Antique Regency Furniture
Our understanding of antique Regency furniture (c.1800-1835) stems from a handful of surviving houses and their interiors, the most famous of which is Brighton Pavilion, constructed for the Prince Regent from 1787 and finished by John Nash between 1815 and 1822.
During the Regency period there were also numerous pattern books published, perhaps most importantly Thomas Sheraton's Cabinet Dictionary of 1803. Such pattern books, usually available as serials by subscription, were highly influential and were widely disseminated. The quartetto nest of tables below, stamped 'T. Rose Gillows - Lancaster', bears striking resemblance to a set made in satinwood after a design from Sheraton's Cabinet Dictionary [Plate 75], and another which Gillows themselves furnished to Stephen Tempest of Broughton Hall, North Yorkshire, in August 1803 (two months before Sheraton's publication). Sheraton wrote of the design that it forms 'a kind of small work table made to draw out of each other, and may be used separately and again enclosed within each other when not wanted'. They were instantly fashionable due to their flexible and convenient nature, such that in his 1808 publication A Collection of Designs for Household Furniture and Interior Decoration, the designer George Smith noted that they help 'prevent the company rising from their seats, when taking refreshments'. Of particular note in Gillow's design is the comparative narrowness of the set when closed, and the curved, laminated stretchers that slot together elegantly above the splayed feet.

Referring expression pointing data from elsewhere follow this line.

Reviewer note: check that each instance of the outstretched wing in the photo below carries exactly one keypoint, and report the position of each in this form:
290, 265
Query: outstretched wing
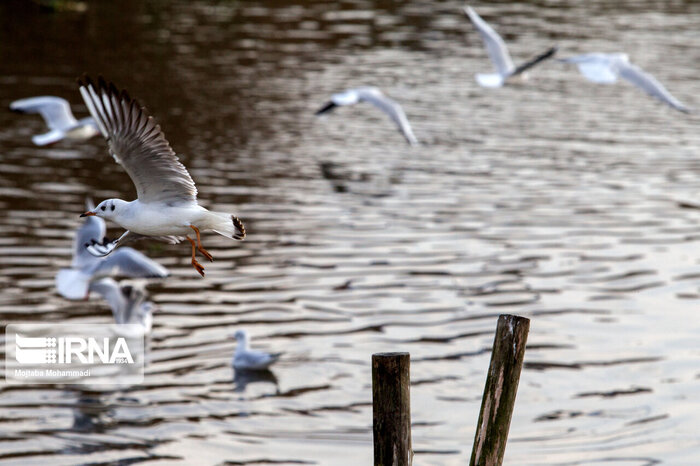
495, 46
131, 263
55, 111
105, 247
137, 143
649, 84
392, 109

The designs of Sheraton, alongside his contemporaries such as Henry Holland and Thomas Hope, also served to contextualise every item of furniture within a suite of corresponding pieces, setting designs in to an overarching scheme that explored specific influences from a range of sources.
The suite of Regency furniture below, of a consumate and striking design, is a rare survivial when one considers the vagaries of inheritance, tax, and losses of fortune that have split up so many important interiors from the period.

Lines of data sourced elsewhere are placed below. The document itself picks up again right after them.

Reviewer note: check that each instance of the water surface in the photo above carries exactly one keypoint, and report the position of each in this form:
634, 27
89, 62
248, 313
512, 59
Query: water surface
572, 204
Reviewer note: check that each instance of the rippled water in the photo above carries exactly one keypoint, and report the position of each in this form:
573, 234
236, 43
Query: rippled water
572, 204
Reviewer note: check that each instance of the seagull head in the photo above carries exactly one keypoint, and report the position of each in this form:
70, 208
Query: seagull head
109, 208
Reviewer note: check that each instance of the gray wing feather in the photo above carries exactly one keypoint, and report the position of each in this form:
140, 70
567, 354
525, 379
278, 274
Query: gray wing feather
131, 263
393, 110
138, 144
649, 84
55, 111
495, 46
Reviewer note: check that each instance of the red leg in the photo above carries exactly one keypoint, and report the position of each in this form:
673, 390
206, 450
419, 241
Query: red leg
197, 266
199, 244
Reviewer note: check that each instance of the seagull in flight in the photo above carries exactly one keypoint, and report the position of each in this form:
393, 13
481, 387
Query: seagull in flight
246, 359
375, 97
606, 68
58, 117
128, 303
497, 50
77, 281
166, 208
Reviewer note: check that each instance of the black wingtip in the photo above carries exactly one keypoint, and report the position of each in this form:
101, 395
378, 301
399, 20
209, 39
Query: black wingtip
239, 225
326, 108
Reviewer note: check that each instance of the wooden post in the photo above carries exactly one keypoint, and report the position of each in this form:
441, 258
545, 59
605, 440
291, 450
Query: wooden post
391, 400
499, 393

Hand in hand with the rise of the interior designer went the creation of new types of furniture such as breakfront chiffoniers, the best of which incorporate such detailing as 'coin', as well as 'bead and reel', moulding in sympathetic and refined combinations (see the example below).
Many of these carved details originated in the architecture of acient Greece and Rome, which was becoming more widely known with the circulation of drawings brought back from the Grand Tour by artists such as Edward Dodwell and Simone Pomardi. In 1805, the pair took twelve months to travel across Greece, making over a thousand drawings, paintings, and panoramic scenes (some of them over four meters long).
From the geometrically and harmoniously proportioned grand architectural models of Greco-Roman temples, furniture makers gave new flourishes to their creations. George Bullock, a regional furniture maker from Liverpool known for his strongly carved designs, set up shop in 1806 in a showroom he called the 'Grecian Rooms'. Similarly, the best Edinburgh cabinet maker of his day, William Trotter, began introducing rich details such as scrolling lotus leaf designs to his furniture, after Egyptian antiquities. George Smith even published, in 1811, A Collection of Ornamental Designs after the Manner of the Antique, which included many such designs. The Regency period was thus an era in which even the largest architectural schemes of the ancient European civilisations were being reincarnated on the more modest scale of the modern interior. Rudolph Ackerman, in an 1823 publication for his ongoing series Repository of Arts, signaled exactly this amalgamation of the modern and the antique in reference to a well proportioned chiffonier like the one above, suggesting that it is 'calculated to contain all the books that may be desired for a sitting-room without reference to the library.'
Convex mirrors were also made popular during the Regency period. Though their origins lie in the fifteenth century, when they were called 'Oeil de Sorcière' (the Sorcerer's eye) on account of their distorting action, their effect on the spaces into which they were set was of particular interest to Regency designers. A convex mirror could 'strengthen the colour and take off the coarseness of objects by contracting them' noted Sheraton in his Cabinet Dictionary, and 'the perspective of the room in which they are suspended presents itself on the surface of the mirror, and produces an agreeable effect.'
Many convex mirrors are little over a foot or so in diameter, but the larger ones, such as the example above, could reach two or even three feet wide, and held an entire room in their reflection. The finest quality examples to look out for incorporate carved and giltwood frames, which at their best serve to accentuate an entire wall, rippling out into the surrounding space like the reflection within its surface.